(Note: the following commentary was co-authored with Tory Wolff, a founding partner of Recon Strategy, a healthcare strategy consulting firm in Boston; Tory and I gratefully acknowledge the insightful feedback provided by Jay Chyung of Recon Strategy.)
Medicine has been notoriously slow to embrace the electronic medical record (EMR), but, spurred by tax incentives and the prospect of cost and outcomes accountability, the use of electronic medical records (EMRs) is finally catching on.
There are a large number of EMR vendors, who offer systems that are either the traditional client server model (where the medical center hosts the system) or a product which can be delivered via Software as a Service (SaaS) architecture, similar to what salesforce.com did for customer relationship management (CRM).
Historically, the lack of extensive standards have allowed hospital idiosyncrasies to be hard-coded into systems. Any one company’s EMR system isn’t particularly compatible with the EMR system from another company, resulting in – or, more fairly, perpetuating – the Tower of Babel that effectively exists as medical practices often lack the ability to share basic information easily with one another.
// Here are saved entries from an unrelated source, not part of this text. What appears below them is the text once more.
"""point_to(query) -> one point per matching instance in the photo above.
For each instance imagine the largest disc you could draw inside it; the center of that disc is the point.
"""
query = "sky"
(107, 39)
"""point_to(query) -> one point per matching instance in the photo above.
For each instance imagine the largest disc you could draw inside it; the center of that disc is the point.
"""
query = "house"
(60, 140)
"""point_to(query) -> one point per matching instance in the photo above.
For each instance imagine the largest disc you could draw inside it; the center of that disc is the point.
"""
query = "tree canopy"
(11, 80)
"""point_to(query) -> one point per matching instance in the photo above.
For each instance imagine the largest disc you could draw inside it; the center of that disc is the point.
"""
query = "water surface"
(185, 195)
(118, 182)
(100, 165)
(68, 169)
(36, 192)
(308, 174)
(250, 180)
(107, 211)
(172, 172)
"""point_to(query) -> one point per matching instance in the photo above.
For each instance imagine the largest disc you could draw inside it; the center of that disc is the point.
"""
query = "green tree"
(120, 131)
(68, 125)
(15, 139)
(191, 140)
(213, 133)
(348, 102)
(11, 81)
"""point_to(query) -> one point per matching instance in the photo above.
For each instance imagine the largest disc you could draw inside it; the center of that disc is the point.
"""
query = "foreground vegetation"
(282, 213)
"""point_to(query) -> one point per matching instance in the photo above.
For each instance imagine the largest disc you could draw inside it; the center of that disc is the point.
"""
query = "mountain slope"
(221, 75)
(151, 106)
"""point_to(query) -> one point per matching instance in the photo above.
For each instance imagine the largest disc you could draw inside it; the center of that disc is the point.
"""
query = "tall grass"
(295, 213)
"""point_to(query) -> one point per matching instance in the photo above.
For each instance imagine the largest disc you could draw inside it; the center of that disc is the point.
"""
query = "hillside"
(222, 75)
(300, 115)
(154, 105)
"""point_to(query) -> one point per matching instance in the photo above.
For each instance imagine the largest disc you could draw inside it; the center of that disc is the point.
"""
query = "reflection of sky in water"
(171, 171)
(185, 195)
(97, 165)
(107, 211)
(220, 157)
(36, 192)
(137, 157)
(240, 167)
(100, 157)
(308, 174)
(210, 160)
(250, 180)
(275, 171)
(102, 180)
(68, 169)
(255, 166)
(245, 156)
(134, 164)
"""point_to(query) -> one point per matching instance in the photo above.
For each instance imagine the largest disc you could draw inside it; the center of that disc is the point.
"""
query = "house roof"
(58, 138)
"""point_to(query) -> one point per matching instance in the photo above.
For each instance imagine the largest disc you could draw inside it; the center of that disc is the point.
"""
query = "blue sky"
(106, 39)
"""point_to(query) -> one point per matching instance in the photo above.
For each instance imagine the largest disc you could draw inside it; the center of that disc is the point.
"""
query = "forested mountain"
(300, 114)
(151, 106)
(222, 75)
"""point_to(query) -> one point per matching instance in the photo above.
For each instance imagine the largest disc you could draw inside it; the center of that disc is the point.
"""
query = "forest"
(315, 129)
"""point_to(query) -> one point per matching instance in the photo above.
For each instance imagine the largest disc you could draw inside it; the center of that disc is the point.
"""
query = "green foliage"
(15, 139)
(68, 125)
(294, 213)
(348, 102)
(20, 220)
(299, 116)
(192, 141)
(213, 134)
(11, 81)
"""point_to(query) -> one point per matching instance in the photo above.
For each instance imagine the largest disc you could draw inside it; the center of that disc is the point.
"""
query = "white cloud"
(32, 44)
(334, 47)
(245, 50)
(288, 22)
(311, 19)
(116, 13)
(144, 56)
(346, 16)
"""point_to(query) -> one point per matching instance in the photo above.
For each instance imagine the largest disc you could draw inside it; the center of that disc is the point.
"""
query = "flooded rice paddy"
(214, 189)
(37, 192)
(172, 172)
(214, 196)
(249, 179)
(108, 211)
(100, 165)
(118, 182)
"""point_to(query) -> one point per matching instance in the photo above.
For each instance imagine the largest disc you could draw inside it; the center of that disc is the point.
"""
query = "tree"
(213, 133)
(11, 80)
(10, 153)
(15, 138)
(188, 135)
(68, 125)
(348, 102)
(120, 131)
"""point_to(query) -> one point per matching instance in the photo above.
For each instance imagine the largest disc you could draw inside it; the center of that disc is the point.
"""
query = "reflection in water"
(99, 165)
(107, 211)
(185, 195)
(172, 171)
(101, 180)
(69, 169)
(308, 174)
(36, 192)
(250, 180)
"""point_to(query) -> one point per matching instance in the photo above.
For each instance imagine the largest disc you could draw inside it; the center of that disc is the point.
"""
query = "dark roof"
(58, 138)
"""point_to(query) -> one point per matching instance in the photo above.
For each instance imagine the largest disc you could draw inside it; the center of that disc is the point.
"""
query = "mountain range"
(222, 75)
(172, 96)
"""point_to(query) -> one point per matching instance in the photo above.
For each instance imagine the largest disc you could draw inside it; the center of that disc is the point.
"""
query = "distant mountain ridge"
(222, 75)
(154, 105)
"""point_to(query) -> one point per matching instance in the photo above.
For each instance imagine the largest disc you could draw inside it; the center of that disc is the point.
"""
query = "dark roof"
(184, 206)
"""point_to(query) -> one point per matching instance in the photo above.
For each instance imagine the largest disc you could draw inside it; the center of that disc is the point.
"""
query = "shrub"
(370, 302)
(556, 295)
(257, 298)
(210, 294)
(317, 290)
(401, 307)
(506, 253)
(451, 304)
There’s widespread recognition that information exchange must improve – the challenge is how to get there.
One much-discussed approach are health information exchanges (HIE’s), defined by the Department of Health and Human Services as “Efforts to rapidly build capacity for exchanging health information across the health care system both within and across states.”
With some public funding and local contributions, public HIE’s can point to some successes (the Indiana Health Information Exchange, IHIE, is a leading example, as described here). The Direct Project – a national effort to coordinate health information exchange spearheaded by the Office of the National Coordinator for Health IT – also seems to be making progress. But the public HIEs are a long way from providing robust, rich and sustainable data exchange.